С перекосившимся лицом он махнул рукой в сторону «Теремка».
– Те самые резные фигуры, напоминающие саламандр? – когда поняла, удивилась я.
– Они сказали, что больше ни один храм меня не примет. Место князя Менишева свободно, сказали они.
– Тело князя Менишева выбросили из усыпальницы сразу после революции, когда народ пришёл грабить усадьбу, – сказала я. – Ходят слухи, что крестьяне тайком перехоронили его где-то в лесу. Под берёзками. Влад, если на то пошло, то место князя свободно уже много десятилетий как. Сто лет, как свободно!
– Знаю. – согласно и уже немного раздражённо кивнул муж. – Всё это лишено какого-либо смысла…
– Ты заснул, Влад. Полез искать место усыпальницы и устал. Тебе приснилось.
– Приснилось? – муж посмотрел, как на внезапно спятившую. – Как вообще в таком месте можно было заснуть и как такое вообще могло присниться?
– Не знаю, – пожала я плечами. – Но другого объяснения у меня нет. Ты как себя чувствуешь?
– Да вообще-то удивительно нормально для всего этого.
Влад описал в воздухе неопределённый круг рукой
– Машину вести сможешь? Далеко до отеля, который ты забронировал? Лучше добраться туда, пока не стемнело.

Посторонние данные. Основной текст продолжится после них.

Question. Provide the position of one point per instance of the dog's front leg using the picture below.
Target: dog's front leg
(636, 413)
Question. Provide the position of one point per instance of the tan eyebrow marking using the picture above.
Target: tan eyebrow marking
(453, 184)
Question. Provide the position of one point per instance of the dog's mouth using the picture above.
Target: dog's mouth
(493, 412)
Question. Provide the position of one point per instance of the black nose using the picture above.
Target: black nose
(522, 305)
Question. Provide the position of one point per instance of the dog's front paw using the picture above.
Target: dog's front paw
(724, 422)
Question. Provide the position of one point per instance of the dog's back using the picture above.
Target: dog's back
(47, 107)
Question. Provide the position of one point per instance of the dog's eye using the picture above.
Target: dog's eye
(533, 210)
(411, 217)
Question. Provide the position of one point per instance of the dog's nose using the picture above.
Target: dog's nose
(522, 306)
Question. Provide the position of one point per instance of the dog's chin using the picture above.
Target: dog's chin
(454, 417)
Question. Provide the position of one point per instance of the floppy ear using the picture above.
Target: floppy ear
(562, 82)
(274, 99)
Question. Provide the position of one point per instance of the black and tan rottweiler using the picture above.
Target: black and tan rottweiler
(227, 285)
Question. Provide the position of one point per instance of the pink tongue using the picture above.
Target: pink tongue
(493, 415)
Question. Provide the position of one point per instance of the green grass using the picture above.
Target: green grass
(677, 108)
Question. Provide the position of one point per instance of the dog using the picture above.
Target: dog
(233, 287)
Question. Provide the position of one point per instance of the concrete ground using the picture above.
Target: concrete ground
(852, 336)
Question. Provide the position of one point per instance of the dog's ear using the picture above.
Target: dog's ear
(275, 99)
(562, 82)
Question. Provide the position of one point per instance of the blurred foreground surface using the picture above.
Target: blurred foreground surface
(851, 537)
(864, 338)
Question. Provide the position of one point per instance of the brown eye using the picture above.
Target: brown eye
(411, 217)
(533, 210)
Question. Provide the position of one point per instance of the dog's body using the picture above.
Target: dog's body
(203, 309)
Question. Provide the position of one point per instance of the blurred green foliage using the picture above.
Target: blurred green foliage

Это место мне уже не казалось таким уж замечательным. Честно говоря, единственное, чего сейчас хотелось: оказаться где-нибудь подальше отсюда.
Он прислушался к тому, что, очевидно, происходило у него в голове, и уже уверенно ответил:
– Да, судя по всему, смогу.
***
Вскоре вдоль шоссе потянулись редкие деревья, постепенно переходящие в густой и довольно мрачный лес. Темнота за окнами авто становилась непроницаемой, радио, попытавшись выдать несколько прерывающихся случайных аккордов, замолчало окончательно.
В лобовое стекло нашего автомобиля густо повалил снег. Влад с трудом держал машину на скользком шоссе. Нас мотало из стороны в сторону, и в какой-то момент занесло вбок, потащило, резко развернуло. Взвизгнули тормоза, Влад включил аварийку, выскочил из машины, громко и напряженно стукнув дверью. Затем сел на корточки под густо валившим снегопадом и нервно закурил.
Я вышла за ним.
– Влад, – тихо позвала мужа и опустила руку на белые хлопья, тут же покрывшие его тёмную макушку. – Хоть капюшон-то накинь.
На меня снизу вверх глянули два зелёных, пронзительных до густой бирюзы глаза. Я отшатнулась и убрала руку. Глаза мужа были серыми, и это я знала наверняка. Незнакомец с лицом Влада, но абсолютно чужими глазами, смотрел внимательно и зло. Разглядывая, как будто видит впервые, и приходя в ярость, узнавая.
После я много раз в своей памяти возвращалась к этому моменту и никак не могла найти ответа: почему всё началось именно тогда? Что послужило «спусковым крючком» для того, чтобы появился первый демон. Пустая усыпальница князя? Тёмный лес и затерявшаяся в густых снежных хлопьях дорога? Радио, хрюкнувшее напоследок что-то вроде: «А теперь мы послушаем…»? Резкий рывок развернувшейся на скользкой шоссе машины? Страх? Отчаянье? Усталость? Всё вместе?